In an accompanying editorial, Mary Fran Hazinski, RN, MSN, and colleagues note that there was unanimous support for ensuring that rescuers deliver high-quality CPR, even though high-level evidence is insufficient to support many recommendations.

"Although researchers continue to try to identify therapies that may improve short-term outcomes, the goal of resuscitation research remains the identification of interventions that improve neurologically intact survival to hospital discharge following cardiac arrest," the editorialists write. "A striking finding of the 2005 Consensus Conference was the contrast of data that showed the critical role of early, high-quality CPR in increasing rates of survival from cardiac arrest with data that showed that few victims of cardiac arrest receive CPR, and even fewer receive high-quality CPR."

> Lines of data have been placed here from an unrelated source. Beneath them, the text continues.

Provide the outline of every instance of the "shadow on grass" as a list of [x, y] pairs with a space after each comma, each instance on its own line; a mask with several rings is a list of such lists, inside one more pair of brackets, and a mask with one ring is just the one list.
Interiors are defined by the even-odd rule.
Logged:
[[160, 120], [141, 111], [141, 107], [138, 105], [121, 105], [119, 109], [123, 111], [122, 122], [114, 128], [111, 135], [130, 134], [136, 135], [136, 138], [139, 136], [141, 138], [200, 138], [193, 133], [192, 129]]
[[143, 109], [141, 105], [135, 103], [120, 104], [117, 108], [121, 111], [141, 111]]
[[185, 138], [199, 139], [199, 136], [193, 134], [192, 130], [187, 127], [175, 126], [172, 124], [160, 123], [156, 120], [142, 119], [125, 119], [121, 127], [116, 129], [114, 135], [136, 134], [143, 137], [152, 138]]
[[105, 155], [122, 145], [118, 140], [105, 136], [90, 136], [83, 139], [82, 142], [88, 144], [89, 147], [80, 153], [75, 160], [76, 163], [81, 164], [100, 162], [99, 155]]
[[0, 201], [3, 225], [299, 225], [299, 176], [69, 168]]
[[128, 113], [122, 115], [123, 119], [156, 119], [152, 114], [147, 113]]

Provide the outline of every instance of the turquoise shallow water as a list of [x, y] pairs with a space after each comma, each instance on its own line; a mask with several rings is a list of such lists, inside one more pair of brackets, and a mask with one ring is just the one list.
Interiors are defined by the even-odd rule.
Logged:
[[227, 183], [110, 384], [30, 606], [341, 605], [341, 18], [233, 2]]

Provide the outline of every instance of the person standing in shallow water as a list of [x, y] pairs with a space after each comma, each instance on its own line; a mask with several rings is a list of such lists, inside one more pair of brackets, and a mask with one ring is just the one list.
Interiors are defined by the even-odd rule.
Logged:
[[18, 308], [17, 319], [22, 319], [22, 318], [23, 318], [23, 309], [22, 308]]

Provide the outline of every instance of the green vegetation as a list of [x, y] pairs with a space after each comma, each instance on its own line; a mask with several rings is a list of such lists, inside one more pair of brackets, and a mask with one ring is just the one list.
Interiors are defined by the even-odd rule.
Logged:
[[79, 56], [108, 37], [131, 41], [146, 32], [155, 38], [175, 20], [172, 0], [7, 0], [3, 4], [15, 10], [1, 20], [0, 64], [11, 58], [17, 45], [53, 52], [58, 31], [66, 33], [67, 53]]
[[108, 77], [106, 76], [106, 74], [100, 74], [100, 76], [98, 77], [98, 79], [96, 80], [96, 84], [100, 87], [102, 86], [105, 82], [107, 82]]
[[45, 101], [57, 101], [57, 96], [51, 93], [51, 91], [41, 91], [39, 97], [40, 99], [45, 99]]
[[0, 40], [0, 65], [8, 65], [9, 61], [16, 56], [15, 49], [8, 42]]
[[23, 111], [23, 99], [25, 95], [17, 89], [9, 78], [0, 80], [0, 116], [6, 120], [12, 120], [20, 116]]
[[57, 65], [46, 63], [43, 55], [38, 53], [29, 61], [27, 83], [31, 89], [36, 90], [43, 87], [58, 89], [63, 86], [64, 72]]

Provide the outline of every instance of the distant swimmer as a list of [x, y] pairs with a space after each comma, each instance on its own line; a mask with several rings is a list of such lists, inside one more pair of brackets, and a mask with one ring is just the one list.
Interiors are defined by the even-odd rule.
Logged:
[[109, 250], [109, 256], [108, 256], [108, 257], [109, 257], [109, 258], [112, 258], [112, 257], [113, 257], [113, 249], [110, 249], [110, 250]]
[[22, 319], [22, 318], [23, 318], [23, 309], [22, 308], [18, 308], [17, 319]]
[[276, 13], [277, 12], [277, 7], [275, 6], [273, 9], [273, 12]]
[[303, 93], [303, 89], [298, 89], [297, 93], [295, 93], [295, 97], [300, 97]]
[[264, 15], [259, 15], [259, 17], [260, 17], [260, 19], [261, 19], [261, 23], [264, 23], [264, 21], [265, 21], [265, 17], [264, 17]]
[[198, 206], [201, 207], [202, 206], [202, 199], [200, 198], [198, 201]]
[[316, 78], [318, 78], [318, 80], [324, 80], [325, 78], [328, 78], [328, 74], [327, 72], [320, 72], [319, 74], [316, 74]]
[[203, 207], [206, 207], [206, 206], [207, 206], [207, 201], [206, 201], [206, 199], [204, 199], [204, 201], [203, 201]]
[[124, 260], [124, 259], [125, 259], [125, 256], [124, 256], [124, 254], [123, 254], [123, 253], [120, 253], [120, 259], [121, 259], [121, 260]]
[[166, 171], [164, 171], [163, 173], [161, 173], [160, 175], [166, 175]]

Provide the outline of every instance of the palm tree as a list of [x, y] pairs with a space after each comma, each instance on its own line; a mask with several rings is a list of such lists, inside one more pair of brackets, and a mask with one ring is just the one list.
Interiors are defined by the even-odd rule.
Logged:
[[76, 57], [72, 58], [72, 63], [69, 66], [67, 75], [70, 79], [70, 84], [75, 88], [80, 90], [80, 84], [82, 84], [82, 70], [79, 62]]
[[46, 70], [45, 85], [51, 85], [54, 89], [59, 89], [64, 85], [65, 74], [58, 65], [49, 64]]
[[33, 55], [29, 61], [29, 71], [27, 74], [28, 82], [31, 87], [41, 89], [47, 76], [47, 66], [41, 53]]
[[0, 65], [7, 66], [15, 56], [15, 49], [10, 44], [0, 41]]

The editorial summarizes several key changes in resuscitation skills and sequences recommended by the new guidelines, often based on consensus opinion and bolstered by laboratory, clinical, and educational research and outcome data rather than by level 1 evidence.

"Simply put: rescuers should push hard, push fast, allow full chest recoil, minimize interruptions in compressions, and defibrillate promptly when appropriate," the editorialists conclude. "In the final analysis, the most important determinant of survival from sudden cardiac arrest is the presence of a rescuer who is trained, willing, able, and equipped to act in an emergency. Our greatest challenge and highest priority is the training of lay rescuers and healthcare providers in simple, high-quality CPR skills that can be easily taught, remembered, and implemented to save lives."

Circulation. Posted online Nov. 28, 2005.